Jam-Pidum Setuju Penghentian Penuntutan 6 Kasus Restoratif Justice

Nasional (tindaktegas.com) - Kejaksaan Agung RI kembali melakukan langkah Restoratif Justice (RJ) atas 6 kasus.Kepastian ini disampaikan oleh Kejagung RI pada hari Selasa (19/12) melalui Jaksa Agung Muda Tindak Pidana Umum (JAM-Pidum) Dr. Fadil Zumhana.Langkah Kejagung menyetujui 6 permohonan penghentian penuntutan berdasarkan keadilan restoratif.Adapun yang mendapatkan RJ diantaranya:
Tersangka Muhammad Paisal bin Sarnuni dari Kejaksaan Negeri Hulu Sungai Tengah, yang disangka melanggar Pasal 310 Ayat (4) Undang-Undang RI Nomor 22 Tahun 2009 tentang Lalu Lintas dan Angkutan Jalan.
Tersangka Fahriadi alias Garandong bin M. Talhah (Alm) dari Kejaksaan Negeri Hulu Sungai Tengah, yang disangka melanggar Pasal 351 Ayat (1) KUHP tentang Penganiayaan.
Tersangka Ni Ketut Mareta Anastasya dari Kejaksaan Negeri Bangli, yang disangka melanggar Pasal 310 Ayat (4) Undang-Undang RI Nomor 22 Tahun 2009 tentang Lalu Lintas dan Angkutan Jalan.
Tersangka Shandi Kurnia Pratama bin Alfikri dari Kejaksaan Negeri Ogan Komering Ulu, yang disangka melanggar Pasal 363 Ayat (1) ke-1, ke-4 KUHP tentang Pencurian dengan Pemberatan Jo.

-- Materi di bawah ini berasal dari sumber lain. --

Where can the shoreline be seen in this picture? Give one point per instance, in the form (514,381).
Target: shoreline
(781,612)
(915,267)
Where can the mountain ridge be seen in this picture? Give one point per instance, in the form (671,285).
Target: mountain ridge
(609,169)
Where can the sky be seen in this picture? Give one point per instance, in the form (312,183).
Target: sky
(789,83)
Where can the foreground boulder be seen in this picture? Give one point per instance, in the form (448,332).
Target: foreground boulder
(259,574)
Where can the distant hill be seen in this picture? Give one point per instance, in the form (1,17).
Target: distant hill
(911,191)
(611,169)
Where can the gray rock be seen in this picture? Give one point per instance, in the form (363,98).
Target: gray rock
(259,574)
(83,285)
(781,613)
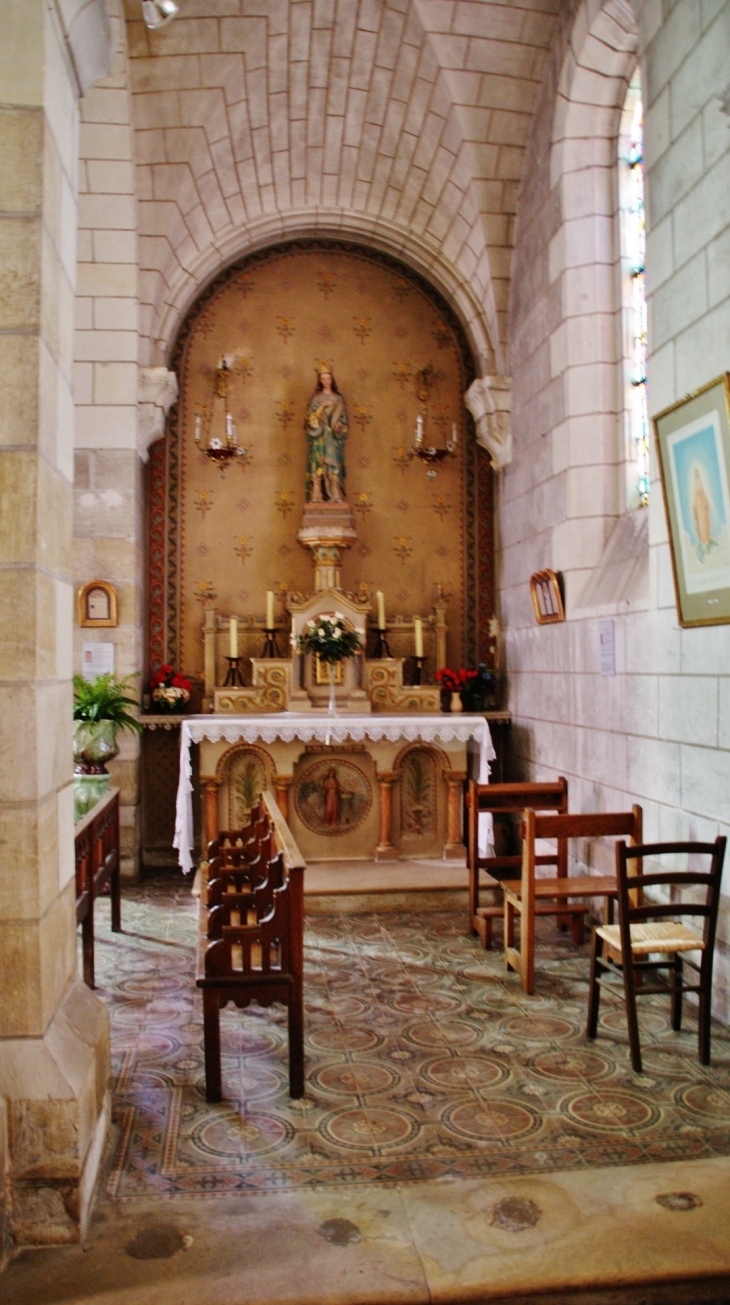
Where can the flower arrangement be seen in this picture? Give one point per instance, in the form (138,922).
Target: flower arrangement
(170,690)
(329,638)
(477,688)
(456,681)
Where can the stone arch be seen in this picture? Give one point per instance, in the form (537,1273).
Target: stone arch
(378,235)
(594,78)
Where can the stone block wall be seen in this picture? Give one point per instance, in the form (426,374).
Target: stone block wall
(658,730)
(109,503)
(54,1031)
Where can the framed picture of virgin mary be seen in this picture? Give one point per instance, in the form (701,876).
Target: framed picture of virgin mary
(694,446)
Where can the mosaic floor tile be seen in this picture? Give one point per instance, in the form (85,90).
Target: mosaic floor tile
(423,1060)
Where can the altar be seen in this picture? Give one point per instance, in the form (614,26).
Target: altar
(351,787)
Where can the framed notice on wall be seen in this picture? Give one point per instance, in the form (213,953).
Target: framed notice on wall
(694,448)
(97,604)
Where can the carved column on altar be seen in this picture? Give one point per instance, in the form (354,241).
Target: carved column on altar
(385,848)
(453,846)
(282,783)
(325,530)
(209,629)
(210,812)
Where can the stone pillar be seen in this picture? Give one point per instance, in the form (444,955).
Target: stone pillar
(282,783)
(54,1031)
(385,848)
(453,846)
(210,818)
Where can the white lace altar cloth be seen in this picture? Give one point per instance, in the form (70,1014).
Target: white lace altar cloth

Undang-Undang RI Nomor 11 Tahun 2012 tentang Sistem Peradilan Anak.
Tersangka Pendi bin (Alm) Welas dari Kejaksaan Negeri Ogan Komering Ulu, yang disangka melanggar Pasal 480 Ayat (1) KUHP tentang Penadahan.
Tersangka Agustinus bin Suwarno dari Kejaksaan Negeri Lampung Tengah, yang disangka melanggar Pasal 310 Ayat (4) dan (2) Undang-Undang RI Nomor 22 Tahun 2009 tentang Lalu Lintas dan Angkutan Jalan.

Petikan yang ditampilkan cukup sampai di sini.